In his book The 8th Habit: From Effectiveness to Greatness, the late Stephen Covey notes there are four roles of leadership, not leadership as a position but instead “as a proactive intention to affirm the worth and potential of those around us and to unite them as a complementary team in an effort to increase the influence and impact of the organization and important causes we are part of.” For Covey, these four roles of leadership are:
- modeling (conscience): set a good example.
- pathfinding (vision): jointly determine the course.
- aligning (discipline): set up and manage systems to stay on course.
- empowering (passion): focus talent on results, not methods, then get out of people’s way and give help as requested.
The big problem right now is that we are moving functional leaders into enterprise level leadership positions and they are doing very poorly. Technically they can do some things, yet they are failing in other areas. In particular, they are not thinking and acting strategically.

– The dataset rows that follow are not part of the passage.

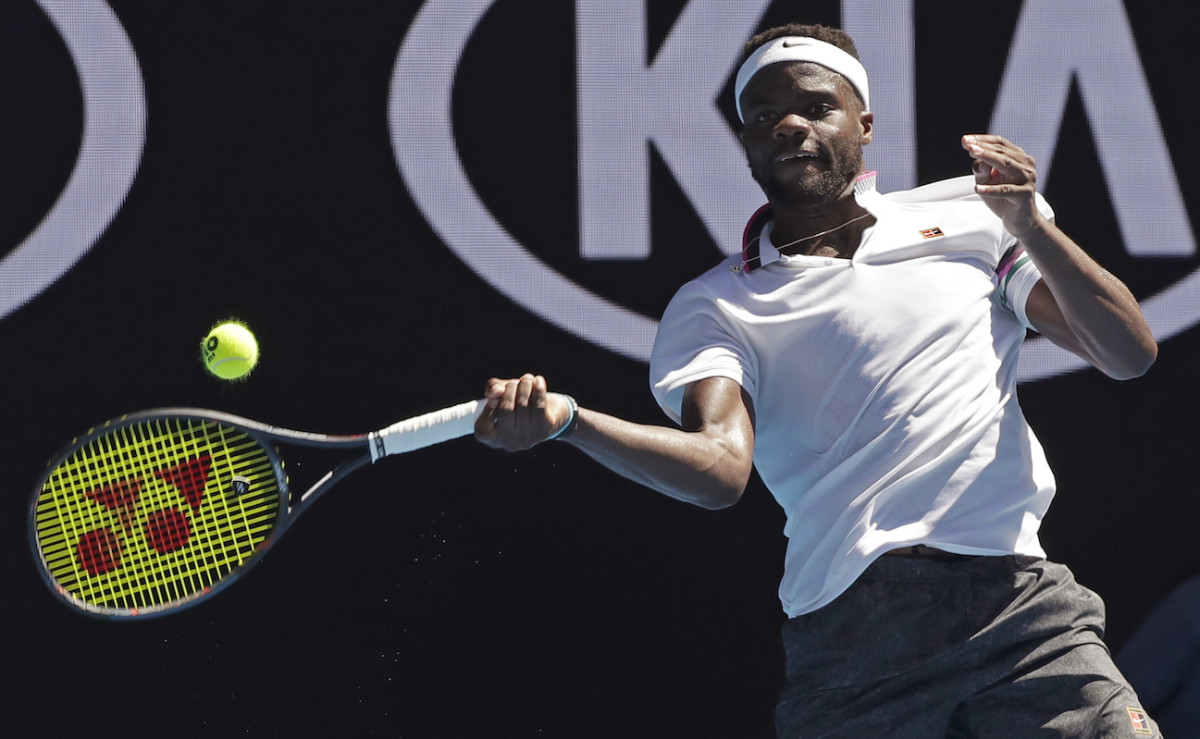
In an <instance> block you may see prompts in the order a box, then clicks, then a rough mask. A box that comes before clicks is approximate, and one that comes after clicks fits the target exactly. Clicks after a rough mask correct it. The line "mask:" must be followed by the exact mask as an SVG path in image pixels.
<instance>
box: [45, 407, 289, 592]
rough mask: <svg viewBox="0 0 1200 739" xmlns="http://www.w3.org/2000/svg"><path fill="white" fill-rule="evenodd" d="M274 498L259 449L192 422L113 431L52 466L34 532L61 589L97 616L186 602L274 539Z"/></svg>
mask: <svg viewBox="0 0 1200 739" xmlns="http://www.w3.org/2000/svg"><path fill="white" fill-rule="evenodd" d="M280 513H281V511H280V491H278V483H277V480H276V476H275V471H274V468H272V464H271V458H270V456H269V455H268V452H266V451H265V450H264V449H263V447H262V446H260V445H259V444H258V443H257V441H256V440H254V439H252V438H251V437H248V435H246V434H245V433H242V432H240V431H238V429H235V428H233V427H230V426H227V425H223V423H218V422H215V421H206V420H200V419H186V417H184V419H179V417H170V419H155V420H149V421H139V422H134V423H130V425H127V426H121V427H118V428H115V429H113V431H110V432H108V433H104V434H102V435H100V437H97V438H95V439H94V440H91V441H90V443H88V444H86V445H85V446H83V447H82V449H79V450H78V451H76V452H74V453H72V455H71V456H70V457H67V458H66V459H65V461H64V462H61V463H60V464H59V465H58V467H55V468H54V469H53V470H52V471H50V474H49V476H48V479H47V481H46V483H44V485H43V487H42V492H41V495H40V497H38V500H37V510H36V517H35V522H36V523H35V525H36V529H37V539H38V543H40V548H41V551H42V557H43V560H44V563H46V567H47V571H48V572H49V575H50V578H52V579H53V581H54V584H55V587H56V588H58V589H59V591H60V593H61V594H62V595H64V596H66V597H68V599H71V600H74V601H77V602H78V603H80V605H83V606H84V607H92V608H95V609H98V611H120V612H128V613H137V612H140V611H145V609H150V608H156V607H161V606H163V605H167V603H173V602H179V601H186V600H191V599H192V597H196V596H198V595H200V594H203V593H205V591H208V590H209V589H210V588H211V587H212V585H214V584H215V583H216V582H217V581H220V579H221V578H222V577H224V576H227V575H228V573H229V572H232V571H233V570H235V569H238V567H239V566H240V565H241V564H242V563H245V561H246V560H247V559H248V558H250V557H252V555H253V554H254V552H256V551H257V549H258V548H259V546H260V545H262V543H263V541H264V540H266V537H268V536H269V535H270V534H271V531H272V530H274V528H275V524H276V522H277V521H278V517H280Z"/></svg>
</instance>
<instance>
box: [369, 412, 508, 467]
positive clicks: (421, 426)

Individuals with an enterprise level mindset can do five things very well. First, they can live with the discomfort of uncertainty and ambiguity. Second, they can make connections and realize that it is all about making connections, i.e. connecting people to purpose, connecting people to people, and connecting people to outcomes. This level of connecting gives purpose and meaning to the work we all are doing. Third, they can be a map maker and a traveler at the same time. Fourth, they can be vulnerable and learn to live with vulnerability plus handle the risks that come with the choices being made. Fifth, they are willing to show up and participate even if they know they might fail.
This week, remember Covey’s four roles of leadership and keep coaching people to have an enterprise level mindset.